Thank goodness Mr. Abagnale wasn’t like some Trump supporters. One can easily imagine them saying to themselves something like, “Golly, flyin’ a airplane, how hard can it be?”

On separate occasions Albert Einstein was asked by a conductor to be the soloist in a performance of the Mendelssohn Violin Concerto and (in 1952) he was offered the presidency of Israel. He turned both down. Einstein understood his limitations in a way many of us mortals do not.

Like bad spelling, bad punctuation and bad grammar, the Dunning-Kruger effect isn’t the exclusive property of conservatives, it’s just over-represented there. For instance conservatives are more likely to consider celebrity as a qualification for high office. Hence Ronald Reagan, Arnold Schwarzenegger and Donald Trump are all Republicans. Conservatives are more likely than liberals to reject science, what we used to refer to as “failing” when I was in high school.

The problem with life on the Dunning-Kruger continuum is, the further you are to the right of the scale the less reachable you are. Like with a black hole, there comes a no-escape event horizon where no amount of logic or experience will ever convince you you’re wrong. Many people with absurd and evidence-free faith in their own talents don’t even understand the Dunning-Kruger effect no matter how lucidly it’s explained to them.

When the coronavirus pandemic began, I believed that most anti-maskers would be converted when they noticed people around them were dying. Once medical science hit upon a family of vaccines I also thought vaccine hesitancy and anti-vaxxers would eventually largely disappear. I now see I was wrong. Conversion, when it happens at all, usually takes place on somebody’s death bed, and by then it’s too late.

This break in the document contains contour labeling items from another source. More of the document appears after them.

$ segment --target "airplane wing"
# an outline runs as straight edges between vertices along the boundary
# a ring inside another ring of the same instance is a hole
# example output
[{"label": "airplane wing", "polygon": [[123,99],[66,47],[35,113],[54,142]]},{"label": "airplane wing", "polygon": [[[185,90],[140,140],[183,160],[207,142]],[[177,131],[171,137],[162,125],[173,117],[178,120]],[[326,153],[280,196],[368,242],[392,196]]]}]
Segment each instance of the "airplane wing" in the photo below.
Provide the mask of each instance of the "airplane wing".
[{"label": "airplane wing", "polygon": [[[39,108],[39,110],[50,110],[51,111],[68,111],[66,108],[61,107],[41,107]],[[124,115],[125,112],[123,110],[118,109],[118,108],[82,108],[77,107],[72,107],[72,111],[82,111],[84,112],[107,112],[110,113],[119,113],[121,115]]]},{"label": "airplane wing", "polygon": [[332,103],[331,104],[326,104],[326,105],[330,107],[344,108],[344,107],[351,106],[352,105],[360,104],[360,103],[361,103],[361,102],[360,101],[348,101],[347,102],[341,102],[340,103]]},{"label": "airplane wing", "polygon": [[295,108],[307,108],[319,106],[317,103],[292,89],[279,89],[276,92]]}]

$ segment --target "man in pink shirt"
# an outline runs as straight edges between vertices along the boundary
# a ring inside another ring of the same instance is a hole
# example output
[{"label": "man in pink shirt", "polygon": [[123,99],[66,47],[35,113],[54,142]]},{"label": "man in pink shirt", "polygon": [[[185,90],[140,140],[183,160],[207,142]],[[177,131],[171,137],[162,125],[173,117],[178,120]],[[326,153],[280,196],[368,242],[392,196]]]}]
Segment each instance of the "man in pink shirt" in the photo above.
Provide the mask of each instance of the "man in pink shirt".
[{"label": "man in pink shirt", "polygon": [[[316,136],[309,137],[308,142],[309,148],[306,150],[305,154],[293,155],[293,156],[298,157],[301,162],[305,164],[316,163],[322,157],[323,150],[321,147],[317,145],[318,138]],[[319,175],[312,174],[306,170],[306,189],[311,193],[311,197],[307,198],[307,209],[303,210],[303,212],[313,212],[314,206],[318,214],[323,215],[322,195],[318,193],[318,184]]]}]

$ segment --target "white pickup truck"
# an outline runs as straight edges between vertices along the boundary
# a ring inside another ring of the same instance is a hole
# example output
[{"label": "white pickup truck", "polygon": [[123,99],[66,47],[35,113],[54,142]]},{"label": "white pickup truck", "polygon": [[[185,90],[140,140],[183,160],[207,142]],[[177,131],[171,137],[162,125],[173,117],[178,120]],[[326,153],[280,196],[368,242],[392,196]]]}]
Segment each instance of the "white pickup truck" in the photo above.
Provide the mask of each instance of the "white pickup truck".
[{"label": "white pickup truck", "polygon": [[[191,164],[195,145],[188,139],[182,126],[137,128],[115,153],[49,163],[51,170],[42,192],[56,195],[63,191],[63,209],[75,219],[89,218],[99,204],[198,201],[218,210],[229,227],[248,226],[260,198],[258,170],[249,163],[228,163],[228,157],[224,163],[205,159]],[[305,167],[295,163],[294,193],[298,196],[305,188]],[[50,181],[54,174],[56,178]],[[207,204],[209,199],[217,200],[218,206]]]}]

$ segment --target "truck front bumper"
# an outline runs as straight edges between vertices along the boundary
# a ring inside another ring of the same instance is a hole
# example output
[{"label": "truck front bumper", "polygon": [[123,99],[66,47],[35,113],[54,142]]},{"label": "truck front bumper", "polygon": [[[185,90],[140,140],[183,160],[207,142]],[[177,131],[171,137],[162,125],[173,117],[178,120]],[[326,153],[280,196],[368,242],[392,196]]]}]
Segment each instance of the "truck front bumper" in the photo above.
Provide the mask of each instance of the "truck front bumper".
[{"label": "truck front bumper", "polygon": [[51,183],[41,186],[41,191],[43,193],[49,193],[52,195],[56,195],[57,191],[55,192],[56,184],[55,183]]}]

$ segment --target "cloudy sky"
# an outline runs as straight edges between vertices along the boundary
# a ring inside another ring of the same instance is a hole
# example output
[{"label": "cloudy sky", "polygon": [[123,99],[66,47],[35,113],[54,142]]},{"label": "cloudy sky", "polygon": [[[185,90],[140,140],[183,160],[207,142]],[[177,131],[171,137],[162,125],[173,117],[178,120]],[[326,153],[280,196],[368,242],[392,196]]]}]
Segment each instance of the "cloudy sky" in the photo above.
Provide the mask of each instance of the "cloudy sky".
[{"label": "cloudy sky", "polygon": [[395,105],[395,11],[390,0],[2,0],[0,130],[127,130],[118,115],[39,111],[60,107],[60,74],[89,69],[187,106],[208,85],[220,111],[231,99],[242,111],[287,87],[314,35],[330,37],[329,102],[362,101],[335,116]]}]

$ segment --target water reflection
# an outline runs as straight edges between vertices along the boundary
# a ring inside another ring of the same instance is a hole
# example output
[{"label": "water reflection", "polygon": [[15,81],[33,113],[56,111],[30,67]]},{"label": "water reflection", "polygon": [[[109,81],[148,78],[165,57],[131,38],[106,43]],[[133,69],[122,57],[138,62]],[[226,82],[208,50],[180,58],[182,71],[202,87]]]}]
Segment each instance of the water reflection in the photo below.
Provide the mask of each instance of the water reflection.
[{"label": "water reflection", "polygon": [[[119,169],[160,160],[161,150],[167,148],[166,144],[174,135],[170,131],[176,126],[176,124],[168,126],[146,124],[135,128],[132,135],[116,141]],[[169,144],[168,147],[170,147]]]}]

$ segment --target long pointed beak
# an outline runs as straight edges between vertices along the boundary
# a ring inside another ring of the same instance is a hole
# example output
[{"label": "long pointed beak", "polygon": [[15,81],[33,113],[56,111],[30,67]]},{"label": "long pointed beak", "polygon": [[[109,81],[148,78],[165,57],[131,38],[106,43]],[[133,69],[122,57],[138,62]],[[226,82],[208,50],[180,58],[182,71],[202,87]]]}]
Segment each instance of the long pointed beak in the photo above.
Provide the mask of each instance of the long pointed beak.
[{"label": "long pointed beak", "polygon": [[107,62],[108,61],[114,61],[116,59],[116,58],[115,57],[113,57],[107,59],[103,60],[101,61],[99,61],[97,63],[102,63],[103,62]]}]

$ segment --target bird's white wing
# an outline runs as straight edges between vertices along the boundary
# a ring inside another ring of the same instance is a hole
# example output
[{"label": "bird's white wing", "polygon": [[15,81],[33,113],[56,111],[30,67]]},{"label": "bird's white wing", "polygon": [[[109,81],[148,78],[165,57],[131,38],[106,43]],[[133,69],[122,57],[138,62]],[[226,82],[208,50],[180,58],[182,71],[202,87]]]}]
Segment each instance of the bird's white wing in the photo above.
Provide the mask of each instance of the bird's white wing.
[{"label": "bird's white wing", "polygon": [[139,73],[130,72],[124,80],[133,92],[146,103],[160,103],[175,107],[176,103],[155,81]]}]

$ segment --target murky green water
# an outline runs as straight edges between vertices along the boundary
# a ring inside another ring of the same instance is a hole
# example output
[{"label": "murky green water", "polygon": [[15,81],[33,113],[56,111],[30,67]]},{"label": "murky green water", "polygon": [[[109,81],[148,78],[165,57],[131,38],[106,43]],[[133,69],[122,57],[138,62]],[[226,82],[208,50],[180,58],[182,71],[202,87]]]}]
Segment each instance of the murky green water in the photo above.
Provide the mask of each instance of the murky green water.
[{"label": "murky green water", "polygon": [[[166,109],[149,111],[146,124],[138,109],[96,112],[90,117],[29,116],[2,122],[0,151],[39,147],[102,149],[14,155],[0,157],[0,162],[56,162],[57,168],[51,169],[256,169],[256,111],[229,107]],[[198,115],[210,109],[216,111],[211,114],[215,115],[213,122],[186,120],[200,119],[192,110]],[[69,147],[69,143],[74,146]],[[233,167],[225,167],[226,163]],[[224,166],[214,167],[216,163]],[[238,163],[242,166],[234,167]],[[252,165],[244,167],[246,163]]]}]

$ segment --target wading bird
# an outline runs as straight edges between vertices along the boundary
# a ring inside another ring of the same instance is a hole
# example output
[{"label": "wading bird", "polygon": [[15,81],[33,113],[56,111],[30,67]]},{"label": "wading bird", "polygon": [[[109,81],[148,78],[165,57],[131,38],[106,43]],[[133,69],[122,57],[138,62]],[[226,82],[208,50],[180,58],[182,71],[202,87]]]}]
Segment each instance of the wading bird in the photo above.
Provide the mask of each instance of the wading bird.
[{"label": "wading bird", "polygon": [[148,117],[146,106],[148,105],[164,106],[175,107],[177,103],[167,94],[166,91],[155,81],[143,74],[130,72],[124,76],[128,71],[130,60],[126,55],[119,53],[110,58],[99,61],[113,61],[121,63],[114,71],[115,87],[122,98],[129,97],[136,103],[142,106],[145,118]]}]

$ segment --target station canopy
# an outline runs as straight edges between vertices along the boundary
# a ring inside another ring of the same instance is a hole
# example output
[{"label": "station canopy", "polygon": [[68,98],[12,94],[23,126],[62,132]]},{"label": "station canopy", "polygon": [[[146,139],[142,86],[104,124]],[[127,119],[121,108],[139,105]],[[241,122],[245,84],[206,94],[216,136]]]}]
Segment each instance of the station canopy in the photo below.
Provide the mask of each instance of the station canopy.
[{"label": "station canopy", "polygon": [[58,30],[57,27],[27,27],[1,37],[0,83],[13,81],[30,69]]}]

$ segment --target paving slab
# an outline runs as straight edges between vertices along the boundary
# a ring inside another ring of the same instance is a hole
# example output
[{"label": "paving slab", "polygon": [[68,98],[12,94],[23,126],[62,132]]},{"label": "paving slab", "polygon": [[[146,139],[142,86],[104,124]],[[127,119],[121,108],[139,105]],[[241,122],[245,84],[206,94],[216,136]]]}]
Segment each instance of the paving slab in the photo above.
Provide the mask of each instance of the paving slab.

It is therefore with great reluctance that I reach the following conclusion. I don’t think vaccines are ever going to free us from this pandemic until they become mandatory. Draconian laws forcing people to get vaccinated, practice mask-wearing and social distancing must be passed. Violations of those laws should render the lives of the lawbreakers extremely difficult.

We largely (and maybe even exclusively) have Donald Trump to thank for this. Trump is the one who politicised the pandemic to its current extent — and conspiracy theories quickly followed.

I hasten to add that conspiracy theories about vaccines existed long before coronavirus or Trump came along. But Trump gave them wings and anti-vaxxer sentiment has thus infected the rest of the world. Ignorance has now become a pandemic, and even Donald Trump gets booed by his own people when he tries to reel it back in. It is a monster that has permanently escaped his control.


Not that Trump cares, of course. The horrors he unleashed on the world — renewed anti-science ignorance and a resurrected emboldening of fascism — has harmed our chances of getting out of the pandemic and solving the problem of global warming. The evil that Trump has visited upon the world could very well lead to our doom. Donald Trump is the greatest menace ever unleashed in my lifetime, and he may be the worst thing ever to happen to planet earth. Let’s steal his thunder and ruin his influence: stay active, stay vocal, stay vigilant and vote. And, as ever, ladies and gentlemen, brothers and sisters, comrades and friends, stay safe.